Après le 2001, le nez du 2000 peut paraître timide, même un peu terne, avec des évocations de champignon, un fruit un peu plus confit. Ces senteurs s’épurent considérablement à l’aération pour offrir un bouquet « rayassien » accompli, avec son cortège de fleurs séchées, de marc et d’épices.
Bouche très fine, veloutée, d’une plénitude et d’une vitalité moindre par rapport au 2001, ce qui dans un premier temps et dans cet ordre de dégustation donne l’impression d’un Rayas en mode mineur, discret, au fruit dominé par une certaine chaleur confite. Ici encore l’aération épure et avive l’expression du vin, au final remarquable de distinction, de subtilité et de charme.
Rappels :
a. Châteauneuf-du-Pape 2000 – Château Rayas – 01/10/09 (MF)

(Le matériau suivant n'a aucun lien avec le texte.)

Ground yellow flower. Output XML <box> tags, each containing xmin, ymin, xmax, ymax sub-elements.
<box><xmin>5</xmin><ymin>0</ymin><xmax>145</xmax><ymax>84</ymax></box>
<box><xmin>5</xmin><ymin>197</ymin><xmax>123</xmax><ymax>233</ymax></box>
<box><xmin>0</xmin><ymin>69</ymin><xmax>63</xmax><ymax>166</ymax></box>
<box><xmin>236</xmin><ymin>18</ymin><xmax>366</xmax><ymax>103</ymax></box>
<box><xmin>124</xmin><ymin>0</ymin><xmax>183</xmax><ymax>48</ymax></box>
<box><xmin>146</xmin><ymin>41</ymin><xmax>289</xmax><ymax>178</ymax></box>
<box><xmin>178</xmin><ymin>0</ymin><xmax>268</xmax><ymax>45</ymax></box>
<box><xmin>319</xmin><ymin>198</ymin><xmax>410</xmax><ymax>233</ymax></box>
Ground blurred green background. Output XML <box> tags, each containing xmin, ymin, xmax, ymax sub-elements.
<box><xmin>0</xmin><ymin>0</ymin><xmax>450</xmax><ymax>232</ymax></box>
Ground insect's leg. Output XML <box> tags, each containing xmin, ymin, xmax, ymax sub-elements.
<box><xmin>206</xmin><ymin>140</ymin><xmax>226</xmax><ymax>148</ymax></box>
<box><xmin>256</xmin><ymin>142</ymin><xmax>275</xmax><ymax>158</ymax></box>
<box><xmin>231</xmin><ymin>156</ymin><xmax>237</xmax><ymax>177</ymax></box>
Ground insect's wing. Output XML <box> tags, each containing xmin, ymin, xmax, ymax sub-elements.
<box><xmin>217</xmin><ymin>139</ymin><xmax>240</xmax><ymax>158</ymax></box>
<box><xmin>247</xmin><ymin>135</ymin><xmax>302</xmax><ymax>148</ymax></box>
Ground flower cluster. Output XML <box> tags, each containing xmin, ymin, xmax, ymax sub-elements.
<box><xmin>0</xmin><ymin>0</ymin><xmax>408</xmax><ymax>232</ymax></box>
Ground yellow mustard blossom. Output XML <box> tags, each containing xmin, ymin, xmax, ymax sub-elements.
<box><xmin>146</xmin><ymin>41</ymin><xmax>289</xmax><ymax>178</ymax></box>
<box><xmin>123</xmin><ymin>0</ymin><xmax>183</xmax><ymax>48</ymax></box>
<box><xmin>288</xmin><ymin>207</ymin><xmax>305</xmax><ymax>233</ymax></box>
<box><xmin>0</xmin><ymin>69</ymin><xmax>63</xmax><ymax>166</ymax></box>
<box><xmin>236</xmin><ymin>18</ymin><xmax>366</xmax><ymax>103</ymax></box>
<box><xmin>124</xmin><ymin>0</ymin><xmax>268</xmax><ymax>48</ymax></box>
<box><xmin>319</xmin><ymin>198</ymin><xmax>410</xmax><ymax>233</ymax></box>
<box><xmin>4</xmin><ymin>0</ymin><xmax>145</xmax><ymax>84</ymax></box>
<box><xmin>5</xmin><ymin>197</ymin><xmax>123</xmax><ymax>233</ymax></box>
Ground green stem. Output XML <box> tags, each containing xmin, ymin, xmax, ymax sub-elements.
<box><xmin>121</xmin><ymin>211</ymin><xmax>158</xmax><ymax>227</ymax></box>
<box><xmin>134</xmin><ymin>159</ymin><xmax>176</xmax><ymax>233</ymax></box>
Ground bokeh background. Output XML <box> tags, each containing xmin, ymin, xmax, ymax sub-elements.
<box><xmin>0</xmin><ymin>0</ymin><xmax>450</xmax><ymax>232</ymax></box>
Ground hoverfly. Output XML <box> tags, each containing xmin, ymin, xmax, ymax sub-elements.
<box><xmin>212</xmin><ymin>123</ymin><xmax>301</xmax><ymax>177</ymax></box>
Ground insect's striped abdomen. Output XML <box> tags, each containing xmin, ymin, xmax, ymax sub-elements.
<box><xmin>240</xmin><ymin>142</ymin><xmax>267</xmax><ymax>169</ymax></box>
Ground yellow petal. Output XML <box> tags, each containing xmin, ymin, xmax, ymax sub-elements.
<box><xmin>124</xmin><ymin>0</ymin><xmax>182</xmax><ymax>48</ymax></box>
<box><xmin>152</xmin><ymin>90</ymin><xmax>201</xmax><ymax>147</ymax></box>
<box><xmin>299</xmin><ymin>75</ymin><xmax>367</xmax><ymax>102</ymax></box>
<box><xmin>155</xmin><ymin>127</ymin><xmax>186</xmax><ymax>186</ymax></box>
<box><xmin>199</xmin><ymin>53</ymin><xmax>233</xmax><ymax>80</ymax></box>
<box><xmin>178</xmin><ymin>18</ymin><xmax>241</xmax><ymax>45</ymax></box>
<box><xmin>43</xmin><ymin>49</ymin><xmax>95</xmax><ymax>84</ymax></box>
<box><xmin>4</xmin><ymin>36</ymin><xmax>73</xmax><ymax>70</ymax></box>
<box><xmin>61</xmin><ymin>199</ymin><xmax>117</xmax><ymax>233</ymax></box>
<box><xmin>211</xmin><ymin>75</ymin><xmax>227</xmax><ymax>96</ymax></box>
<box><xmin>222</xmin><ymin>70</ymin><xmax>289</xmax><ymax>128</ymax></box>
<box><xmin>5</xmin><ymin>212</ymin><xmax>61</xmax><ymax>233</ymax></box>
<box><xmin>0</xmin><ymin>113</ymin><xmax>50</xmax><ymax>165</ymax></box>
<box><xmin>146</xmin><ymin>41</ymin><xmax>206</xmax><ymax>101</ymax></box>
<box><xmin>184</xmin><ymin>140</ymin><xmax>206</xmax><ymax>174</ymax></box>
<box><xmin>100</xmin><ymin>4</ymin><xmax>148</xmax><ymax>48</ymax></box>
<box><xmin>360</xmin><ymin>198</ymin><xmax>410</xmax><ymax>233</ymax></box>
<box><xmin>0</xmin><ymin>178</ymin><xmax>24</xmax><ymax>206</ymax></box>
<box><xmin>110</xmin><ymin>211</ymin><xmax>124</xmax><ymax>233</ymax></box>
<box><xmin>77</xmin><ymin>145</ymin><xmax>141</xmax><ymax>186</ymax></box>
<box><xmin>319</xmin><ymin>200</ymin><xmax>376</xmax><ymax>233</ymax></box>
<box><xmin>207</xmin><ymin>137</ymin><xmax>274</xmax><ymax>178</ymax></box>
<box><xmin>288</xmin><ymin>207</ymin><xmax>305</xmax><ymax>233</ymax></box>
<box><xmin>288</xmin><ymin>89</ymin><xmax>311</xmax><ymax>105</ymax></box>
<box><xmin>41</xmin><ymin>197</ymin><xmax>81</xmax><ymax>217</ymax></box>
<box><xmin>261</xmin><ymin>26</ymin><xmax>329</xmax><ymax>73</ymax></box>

Service en carafe vers 16° avec aération de 9h
DS17,5 – PC18 – LG18,5 – PR19 – MF18 – MS18,5 – PE17,5. Note moyenne : 18,1
La couleur légèrement brunissante et plutôt dépouillée constitue le premier indicateur important quant à la nature du divin nectar qui nous est servi ! Le bouquet ne fait que confirmer, grandiose, évanescent, un véritable florilège de fragrances orientalisantes évoquant tour à tour les épices, le savon d’Alep, le laurier, l’orange, le brou de noix, mais également la terre battue et le miel. La complexité est extrême et l’on a l’impression que l’on pourrait dresser « un inventaire à la Prévert » de senteurs variées toutes plus subtiles les unes que les autres… La bouche ne déçoit pas (mais Le Rayas déçoit-il parfois??…), magnifique texture de taffetas oscillant entre puissance et finesse, avec une note de zeste d’orange de grande race… Rayas est bien là, la magie de ce vin envoûtant opère, on est une nouvelle fois sous le charme (et Laurent se rêve en Aladin avec Emmanuel Reynaud pour Shéhérazade dans un conte des mille et unes nuits… mais là on s’égare !!!).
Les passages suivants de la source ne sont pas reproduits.